Screening scores are calculated by the midwives and screening data is recorded for monitoring.

Counselling appointments are made to coincide with subsequent antenatal visits or when convenient for the women.

Women who meet a cut off of 13 and above on the EPDS and also 3 and above on the RFA are referred for on site counselling. Project provides a mental health service in a real world obstetric setting where resources are scarce and patient volumes are high. See Box 1 for main lessons learnt. I’m sure that the PMHP model optimises access to care for vulnerable patients. Now regarding the aforementioned fact… I know that the PMHP model takes into account pragmatic problems such as the capacity development of general health workers to provide primary mental health care.

These fundamentals may inform the development of services in similar primary health settings.

During this time, 95percentage of women accepted the screening.

Actually a large proportion of women were in their first pregnancy. With the mean gestation at screening being 24 weeks, the mean age of women screened was 25 years. Just keep reading. From July 2008 to the end of June 2011, 90percentage of 6347 women who attended the facility for primary level care were offered mental health screening.
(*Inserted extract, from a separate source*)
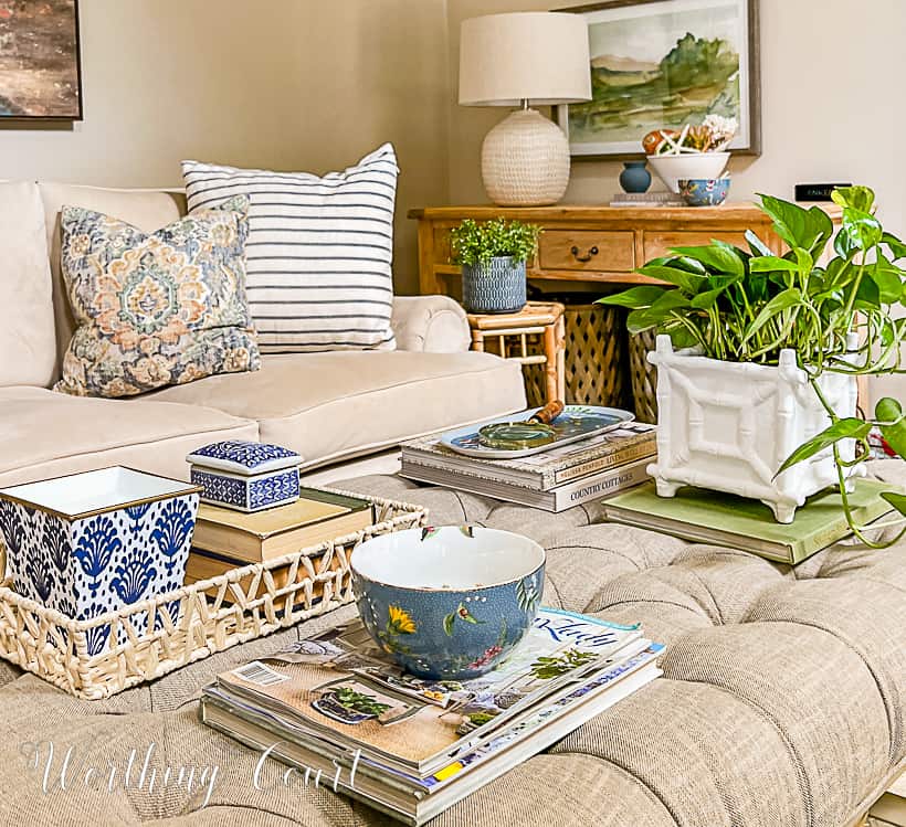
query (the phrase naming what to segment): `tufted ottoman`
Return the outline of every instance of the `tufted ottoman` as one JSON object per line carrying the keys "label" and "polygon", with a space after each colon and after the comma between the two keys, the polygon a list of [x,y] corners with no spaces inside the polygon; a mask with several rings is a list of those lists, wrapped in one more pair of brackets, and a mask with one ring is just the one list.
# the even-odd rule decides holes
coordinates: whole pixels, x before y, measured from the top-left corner
{"label": "tufted ottoman", "polygon": [[[900,474],[899,464],[884,464]],[[548,550],[545,601],[622,623],[668,645],[664,678],[440,816],[488,827],[844,827],[906,761],[906,544],[829,549],[797,569],[730,549],[548,515],[396,477],[341,487],[428,506],[432,521],[528,534]],[[252,782],[257,755],[196,721],[217,671],[272,651],[354,609],[217,655],[148,687],[84,702],[0,664],[3,824],[390,824],[280,768]],[[214,766],[204,793],[41,789],[30,744],[76,745],[87,765],[144,755]],[[25,749],[21,745],[25,744]],[[40,763],[41,766],[32,766]],[[54,777],[54,773],[51,773]],[[91,818],[86,816],[91,814]]]}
While building the capacity of health workers, our experience suggests that training of maternity nursing staff to screen and refer for mental health care makes use of existing resources to integrate mental health services.
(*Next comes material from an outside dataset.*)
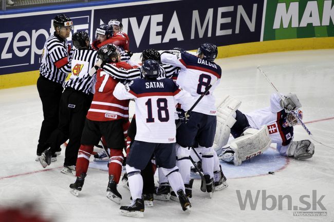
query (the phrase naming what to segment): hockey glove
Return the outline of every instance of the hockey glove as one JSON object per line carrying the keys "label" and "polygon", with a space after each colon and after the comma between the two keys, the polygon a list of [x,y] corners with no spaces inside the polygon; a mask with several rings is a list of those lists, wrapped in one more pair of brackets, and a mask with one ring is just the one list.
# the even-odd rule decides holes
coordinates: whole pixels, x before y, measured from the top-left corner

While reducing the need for specialist mental health providers,, using a ‘tasksharing’ approach, and with ‘on going’ supervision and support, the PMHP model delegates service responsibilities from higher to lower cadres of health staff. Maternity staff trained by PMHP report improved capability to identify women’s mental health problems and to assist women with these. Now look, a tal of 1981 counselling sessions were conducted, of which 832 were first sessions. Of this latter group, 77 attended their appointments and received an average of 7 ‘face to face’ sessions. Of the 5407 screened, 32 qualified for referral to a counsellor, and 62 of those who qualified agreed to be referred.

Reasons cited by women for missed or cancelled counselling appointments related partly to logistical or personal resource problems and partly to their perception that their problems had improved.

a single and shorter screening instrument may prove to be better given the tal number of tasks that staff are required to complete during routine antenatal care, despite the combined use of the EPDS and RFA screening ols is actually workable in many of us are aware that there is a possibility in the near future for the PMHP to develop a shorter screening tool, designed to facilitate ease of use in busy settings with high patient volumes. On going engagement with staff through training and supervision has assisted in motivating staff to engage with their own mental health needs, and has helped nursing staff to manage their workload more effectively and address feelings of burn out. You can find a lot more info about it on this site. The Project includes training for sharing tasks, that employs an informal, participatory style of engagement with participants.

Development of basic counselling skills; training in mental health screening procedures; and strategies for maximising the success of referrals, lots of the PMHP training components are available in manual format and include basic knowledge on maternal mental health, including epidemiological, social, clinical, and management problems.

It may also be because of the investment in training of health care staff, that is regarded as an integral part of the PMHP stepped care model.

High coverage and uptake of PMHP screening might be attributed to various factors, like the consistency with which the health care staff offered the screening or the involvement of the clinical coordinator in motivating and supervising the staff to conduct screening.